I forgot to mention about the above styles of beer. The very best brands, IMHO, are:

Unibroue
Westmalle
Rochefort Trappistes
Chimay
New Belgium

My favorites of each, as I recall were:

Westmalle Dubble
Unibroue Trois Pistole
Rochefort Trappistes 6
Chimay Rouge (Red)
New Belgium Abby Grand Gru

Johnny


----------



## muziq (Mar 14, 2005)

Thank the Maker someone mentioned the Unibroue products. Although the sanctioned Trappist ales are all nice (Rochefort being my fav; Orval has a mineral quality I dislike, while Chimay is good but tends toward champagne overtones--not good for cigars IMHO!), the wide range of excellent ales from Unibroue in Quebec makes them a brewer worth exploring. Their anniversary ales are always spectacular, and the "Terrible" is truly a monster that must be consumed with a spoon (it's that thick).
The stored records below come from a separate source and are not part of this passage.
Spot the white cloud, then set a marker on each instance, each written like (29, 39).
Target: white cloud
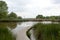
(31, 8)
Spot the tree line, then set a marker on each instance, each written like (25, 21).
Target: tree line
(4, 14)
(47, 17)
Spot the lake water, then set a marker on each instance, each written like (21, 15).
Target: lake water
(19, 28)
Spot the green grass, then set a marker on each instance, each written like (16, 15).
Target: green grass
(46, 31)
(5, 34)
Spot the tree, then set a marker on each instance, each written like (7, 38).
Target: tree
(3, 10)
(39, 16)
(12, 15)
(19, 17)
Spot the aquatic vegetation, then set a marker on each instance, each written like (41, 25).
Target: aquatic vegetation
(46, 31)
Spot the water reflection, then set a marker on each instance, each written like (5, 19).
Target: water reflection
(11, 25)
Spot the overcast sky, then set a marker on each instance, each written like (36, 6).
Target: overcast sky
(31, 8)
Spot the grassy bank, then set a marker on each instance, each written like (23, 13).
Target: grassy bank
(5, 34)
(46, 31)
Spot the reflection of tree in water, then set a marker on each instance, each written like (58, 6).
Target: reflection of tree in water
(3, 25)
(8, 24)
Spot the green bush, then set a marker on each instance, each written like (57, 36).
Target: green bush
(47, 31)
(5, 34)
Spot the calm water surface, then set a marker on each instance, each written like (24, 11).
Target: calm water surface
(19, 28)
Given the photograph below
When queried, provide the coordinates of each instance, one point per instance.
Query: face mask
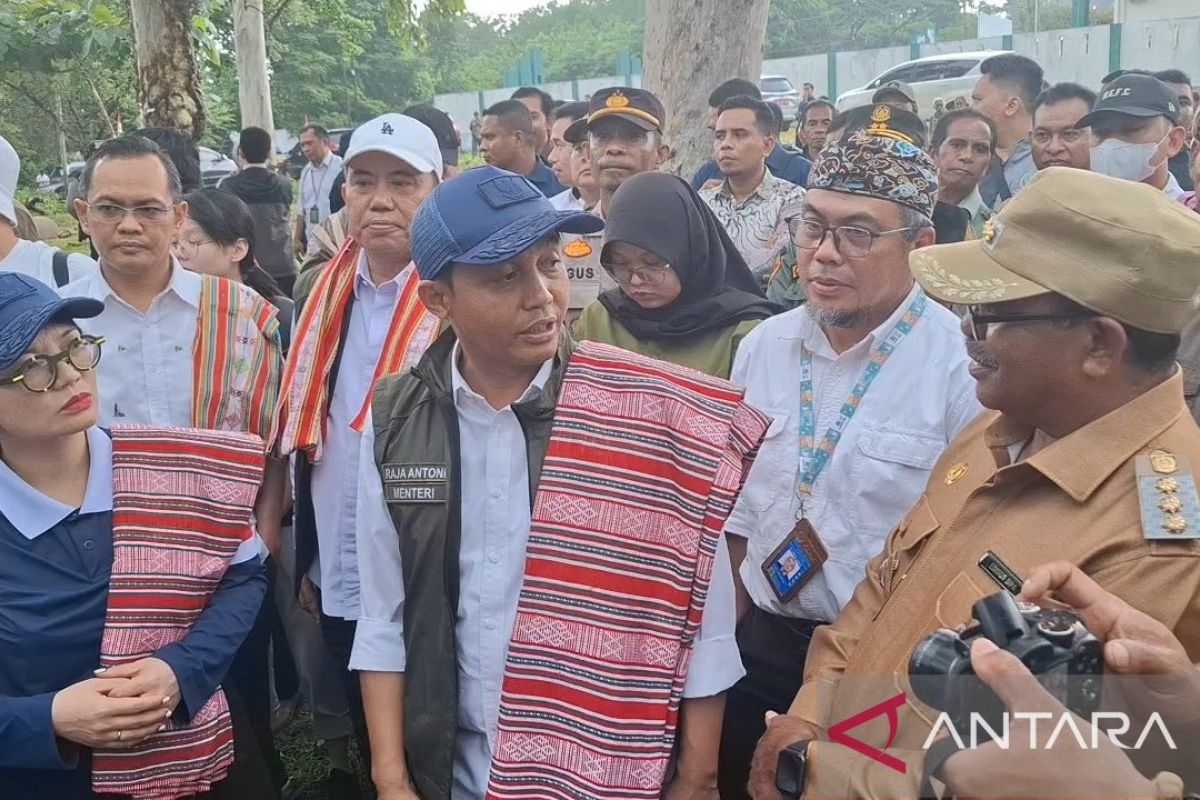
(1131, 162)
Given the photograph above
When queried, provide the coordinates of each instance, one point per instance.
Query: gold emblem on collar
(1167, 485)
(1175, 523)
(954, 473)
(989, 230)
(1163, 462)
(617, 100)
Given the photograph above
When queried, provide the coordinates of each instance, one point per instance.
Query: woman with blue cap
(129, 577)
(546, 599)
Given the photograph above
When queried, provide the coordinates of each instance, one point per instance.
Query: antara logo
(1103, 725)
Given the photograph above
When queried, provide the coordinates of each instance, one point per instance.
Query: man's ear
(436, 296)
(1175, 140)
(1108, 347)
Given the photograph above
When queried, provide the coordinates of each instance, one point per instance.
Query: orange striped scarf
(300, 422)
(237, 360)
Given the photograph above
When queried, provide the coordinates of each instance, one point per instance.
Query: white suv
(947, 76)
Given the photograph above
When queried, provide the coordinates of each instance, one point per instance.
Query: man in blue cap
(507, 566)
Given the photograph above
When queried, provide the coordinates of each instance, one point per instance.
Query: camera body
(1054, 645)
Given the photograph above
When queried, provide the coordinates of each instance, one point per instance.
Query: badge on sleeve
(1167, 492)
(793, 563)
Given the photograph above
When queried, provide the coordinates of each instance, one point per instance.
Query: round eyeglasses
(40, 373)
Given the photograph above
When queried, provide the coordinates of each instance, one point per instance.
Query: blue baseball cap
(486, 216)
(27, 306)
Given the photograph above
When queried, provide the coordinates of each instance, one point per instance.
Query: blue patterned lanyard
(815, 456)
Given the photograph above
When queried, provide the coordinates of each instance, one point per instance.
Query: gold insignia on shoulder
(1170, 504)
(1163, 462)
(1175, 523)
(1168, 495)
(989, 230)
(617, 100)
(954, 473)
(1167, 485)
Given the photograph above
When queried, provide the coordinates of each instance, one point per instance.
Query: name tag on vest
(415, 482)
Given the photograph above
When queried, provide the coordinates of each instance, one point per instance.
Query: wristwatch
(792, 770)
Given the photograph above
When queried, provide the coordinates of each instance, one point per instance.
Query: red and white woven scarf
(181, 505)
(643, 465)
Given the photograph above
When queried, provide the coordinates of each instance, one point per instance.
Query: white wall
(1134, 11)
(1075, 54)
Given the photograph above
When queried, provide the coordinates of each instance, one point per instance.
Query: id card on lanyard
(801, 554)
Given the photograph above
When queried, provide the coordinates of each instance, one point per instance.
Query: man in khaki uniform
(1086, 283)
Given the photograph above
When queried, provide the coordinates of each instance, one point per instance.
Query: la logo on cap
(617, 100)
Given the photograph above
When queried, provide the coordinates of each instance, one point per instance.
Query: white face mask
(1131, 162)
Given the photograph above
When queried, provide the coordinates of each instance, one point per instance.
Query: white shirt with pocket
(919, 401)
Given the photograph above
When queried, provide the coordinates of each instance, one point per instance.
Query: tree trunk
(253, 86)
(691, 47)
(168, 77)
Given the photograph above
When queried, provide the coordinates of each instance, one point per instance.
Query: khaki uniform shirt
(1077, 499)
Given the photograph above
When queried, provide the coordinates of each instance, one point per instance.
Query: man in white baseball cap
(358, 319)
(34, 258)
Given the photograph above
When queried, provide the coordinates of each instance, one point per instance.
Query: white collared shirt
(316, 182)
(496, 517)
(145, 373)
(567, 200)
(36, 259)
(33, 513)
(919, 401)
(335, 477)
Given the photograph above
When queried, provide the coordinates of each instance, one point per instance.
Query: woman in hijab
(684, 294)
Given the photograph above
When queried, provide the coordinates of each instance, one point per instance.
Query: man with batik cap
(883, 388)
(1086, 457)
(898, 95)
(624, 132)
(547, 602)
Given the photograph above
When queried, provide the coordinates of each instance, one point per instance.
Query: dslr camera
(1054, 644)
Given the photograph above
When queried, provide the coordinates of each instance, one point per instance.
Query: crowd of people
(509, 537)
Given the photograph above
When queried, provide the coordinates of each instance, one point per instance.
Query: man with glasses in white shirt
(867, 384)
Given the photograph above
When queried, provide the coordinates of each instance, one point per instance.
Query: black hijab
(660, 212)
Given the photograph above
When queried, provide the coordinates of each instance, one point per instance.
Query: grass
(305, 759)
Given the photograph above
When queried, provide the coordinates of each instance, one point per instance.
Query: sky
(492, 7)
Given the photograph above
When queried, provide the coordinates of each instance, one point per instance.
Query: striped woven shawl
(237, 360)
(643, 464)
(300, 423)
(181, 504)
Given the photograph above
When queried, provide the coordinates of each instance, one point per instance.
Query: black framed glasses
(112, 214)
(979, 323)
(850, 240)
(40, 373)
(652, 275)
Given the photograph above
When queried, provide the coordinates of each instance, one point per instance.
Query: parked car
(58, 184)
(297, 161)
(214, 167)
(947, 76)
(779, 90)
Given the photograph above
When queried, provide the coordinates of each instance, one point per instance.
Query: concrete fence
(1079, 54)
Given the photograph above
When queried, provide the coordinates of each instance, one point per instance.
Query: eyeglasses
(652, 275)
(111, 214)
(189, 248)
(979, 323)
(850, 240)
(40, 373)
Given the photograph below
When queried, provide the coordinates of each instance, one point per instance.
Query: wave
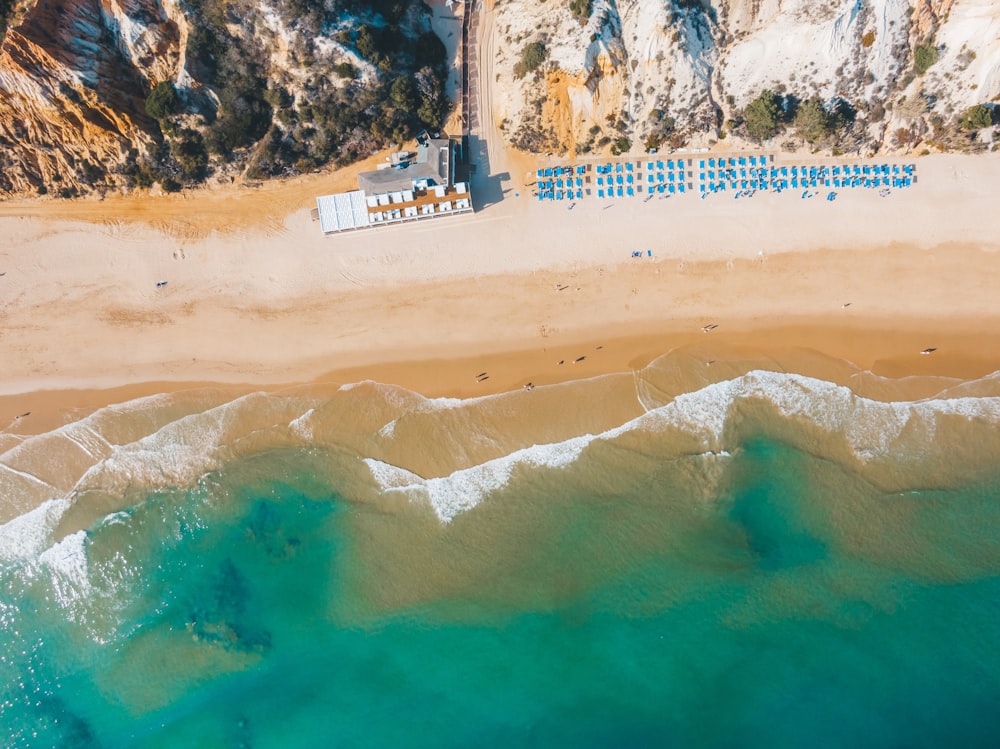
(452, 455)
(895, 445)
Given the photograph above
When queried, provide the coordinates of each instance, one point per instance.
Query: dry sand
(257, 296)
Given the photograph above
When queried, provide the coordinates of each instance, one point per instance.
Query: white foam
(872, 429)
(302, 425)
(466, 488)
(67, 563)
(28, 535)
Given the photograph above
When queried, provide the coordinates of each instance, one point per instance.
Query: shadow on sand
(486, 187)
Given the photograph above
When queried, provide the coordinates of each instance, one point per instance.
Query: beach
(650, 472)
(512, 290)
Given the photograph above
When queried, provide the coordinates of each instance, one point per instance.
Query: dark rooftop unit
(433, 165)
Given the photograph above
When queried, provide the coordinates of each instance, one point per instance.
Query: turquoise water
(798, 606)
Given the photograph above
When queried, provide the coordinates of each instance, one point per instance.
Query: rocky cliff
(98, 95)
(637, 74)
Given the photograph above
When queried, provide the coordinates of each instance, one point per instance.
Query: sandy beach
(264, 300)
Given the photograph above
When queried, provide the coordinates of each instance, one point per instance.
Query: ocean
(697, 554)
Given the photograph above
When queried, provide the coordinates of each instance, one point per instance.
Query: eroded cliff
(640, 74)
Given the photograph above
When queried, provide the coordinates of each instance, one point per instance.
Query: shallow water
(780, 570)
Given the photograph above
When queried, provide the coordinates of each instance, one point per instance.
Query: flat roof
(433, 163)
(343, 211)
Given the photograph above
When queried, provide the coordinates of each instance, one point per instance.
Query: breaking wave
(451, 455)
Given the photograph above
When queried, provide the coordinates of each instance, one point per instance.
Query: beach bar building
(409, 187)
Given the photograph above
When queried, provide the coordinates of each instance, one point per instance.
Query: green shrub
(924, 56)
(190, 151)
(345, 70)
(813, 122)
(163, 101)
(976, 117)
(763, 116)
(581, 9)
(532, 56)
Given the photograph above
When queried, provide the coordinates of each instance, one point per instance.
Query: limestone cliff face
(640, 73)
(244, 88)
(280, 86)
(74, 75)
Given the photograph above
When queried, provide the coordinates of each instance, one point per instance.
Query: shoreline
(511, 290)
(836, 354)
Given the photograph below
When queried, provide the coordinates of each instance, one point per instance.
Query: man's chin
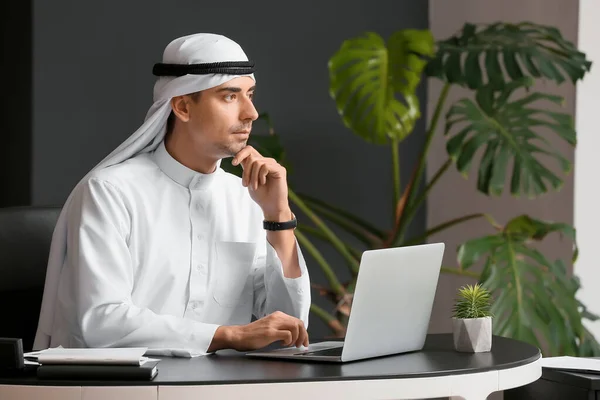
(231, 151)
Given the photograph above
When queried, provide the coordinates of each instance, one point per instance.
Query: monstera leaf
(267, 144)
(535, 297)
(521, 50)
(507, 130)
(366, 76)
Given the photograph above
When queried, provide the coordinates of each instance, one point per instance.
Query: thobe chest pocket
(233, 265)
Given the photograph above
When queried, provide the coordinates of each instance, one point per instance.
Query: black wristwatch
(281, 226)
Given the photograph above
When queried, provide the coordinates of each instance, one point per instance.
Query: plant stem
(317, 204)
(404, 221)
(319, 234)
(461, 272)
(336, 286)
(333, 239)
(396, 176)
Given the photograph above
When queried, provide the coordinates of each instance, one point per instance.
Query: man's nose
(249, 111)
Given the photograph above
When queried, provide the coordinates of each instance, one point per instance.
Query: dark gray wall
(93, 85)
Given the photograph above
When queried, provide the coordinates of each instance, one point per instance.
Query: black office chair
(25, 236)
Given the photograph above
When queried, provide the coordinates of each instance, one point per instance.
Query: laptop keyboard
(335, 351)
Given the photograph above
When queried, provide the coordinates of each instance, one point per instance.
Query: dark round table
(436, 371)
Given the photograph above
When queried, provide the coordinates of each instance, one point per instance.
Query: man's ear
(180, 107)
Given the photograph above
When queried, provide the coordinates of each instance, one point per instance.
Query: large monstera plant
(504, 127)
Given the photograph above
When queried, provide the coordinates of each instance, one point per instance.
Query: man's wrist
(279, 216)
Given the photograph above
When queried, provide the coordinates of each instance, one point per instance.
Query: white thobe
(160, 256)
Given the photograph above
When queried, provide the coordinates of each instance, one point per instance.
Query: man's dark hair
(171, 120)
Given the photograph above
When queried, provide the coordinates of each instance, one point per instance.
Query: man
(159, 247)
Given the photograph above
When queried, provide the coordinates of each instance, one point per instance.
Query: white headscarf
(193, 49)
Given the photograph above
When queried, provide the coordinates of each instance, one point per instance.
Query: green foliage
(536, 297)
(508, 130)
(473, 302)
(506, 52)
(374, 88)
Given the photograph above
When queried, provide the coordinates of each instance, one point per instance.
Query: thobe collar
(180, 173)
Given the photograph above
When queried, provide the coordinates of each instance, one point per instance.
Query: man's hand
(258, 334)
(266, 180)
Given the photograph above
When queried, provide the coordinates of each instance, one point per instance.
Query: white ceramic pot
(472, 335)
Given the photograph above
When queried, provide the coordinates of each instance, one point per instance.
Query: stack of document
(582, 365)
(93, 364)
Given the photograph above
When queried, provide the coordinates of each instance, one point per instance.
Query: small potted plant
(472, 321)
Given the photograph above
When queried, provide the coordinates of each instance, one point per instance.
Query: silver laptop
(391, 308)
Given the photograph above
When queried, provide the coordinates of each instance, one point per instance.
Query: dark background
(78, 82)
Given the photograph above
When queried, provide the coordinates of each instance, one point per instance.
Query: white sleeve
(98, 232)
(274, 292)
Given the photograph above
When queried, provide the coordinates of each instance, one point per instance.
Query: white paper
(114, 356)
(572, 363)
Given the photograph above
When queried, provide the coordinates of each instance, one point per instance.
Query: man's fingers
(285, 336)
(264, 171)
(247, 174)
(242, 154)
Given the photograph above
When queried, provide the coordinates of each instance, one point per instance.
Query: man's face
(221, 118)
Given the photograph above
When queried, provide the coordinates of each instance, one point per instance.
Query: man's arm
(102, 279)
(281, 279)
(284, 243)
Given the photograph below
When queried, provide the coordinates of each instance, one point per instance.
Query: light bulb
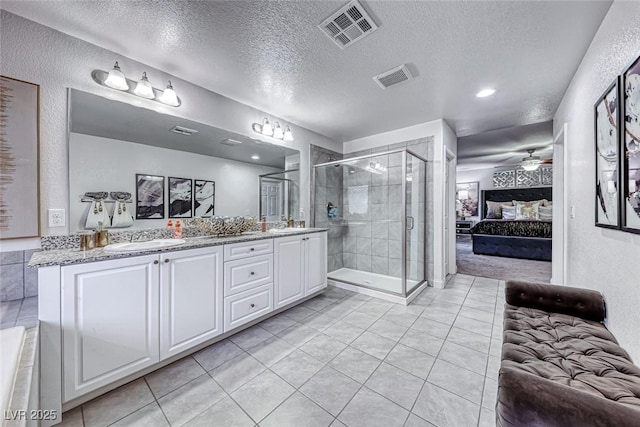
(288, 136)
(169, 96)
(266, 127)
(277, 131)
(144, 88)
(116, 79)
My faves are Maudite and the recent Seigneurale, and of course, Fin Du Monde. Plus they have the best label artwork hands-down of any brewer in the world (well, except maybe Stone). 

Although I detect subtle flavor differences, to my taste, the primary differences between the different Chimays have to do with alcohol content--the Gran Reserva (blue) is the strongest at 9% abv, and to my tastes presents heavier roasted malt and champagne grape flavors than, say the Premier (red), from which I get more floral and sweet notes.

EDIT: just learned that Chimay also makes cheese. Yumm....


----------



## kheffelf (Jul 31, 2006)

Not sure if you have tried these beers before or not. Bells Brewery in Kalamazoo, Michigan makes some really good beers and also Three Floyds in Hammond, Indiana makes some good beers as well. From Bells the Hopslam is really good and also their Expedition Stout. From Three Floyds their Alpha King and Pride and Joy are great.
http://www.bellsbeer.com/default.asp
http://www.threefloyds.com/
Not sure if you have been to this site or not but it has great reviews and ratings of beer. The expedition stout by Bells has great ratings.
http://www.ratebeer.com/Beer/bells-expedition-stout/3214/


----------



## mosesbotbol (Sep 21, 2005)

volfan said:


> Has anyone here had Warres Otima 10yr and if so, how is it compared to Fonseca Bin 27 or Taylor Fladgate LBV or 10yr?


The Warre Otima is a better product than both ports you mentioned (cost more too). Ramos Pinto, Taylor, and Ferreira are considered the best 10 year tawny. My favorite Tawny is the Dow 20 year.

As for LBV's, go for Warres, Noval, and Ferreira. Look for unfiltered LBV's. Rozes LBV is suppose to be good too. I picked up a bottle but have not tried it yet. At the near $30.00 price, cosider 1995 Vintage Ports. Both Dow and Taylor had excellent value 95's. The 1994's go for at least triple the 95's but in the big picture are not "that" much better.

Yes on the Unibroue beers. Le Fin de Monde is got to be on the top 25 beers of the world list!


----------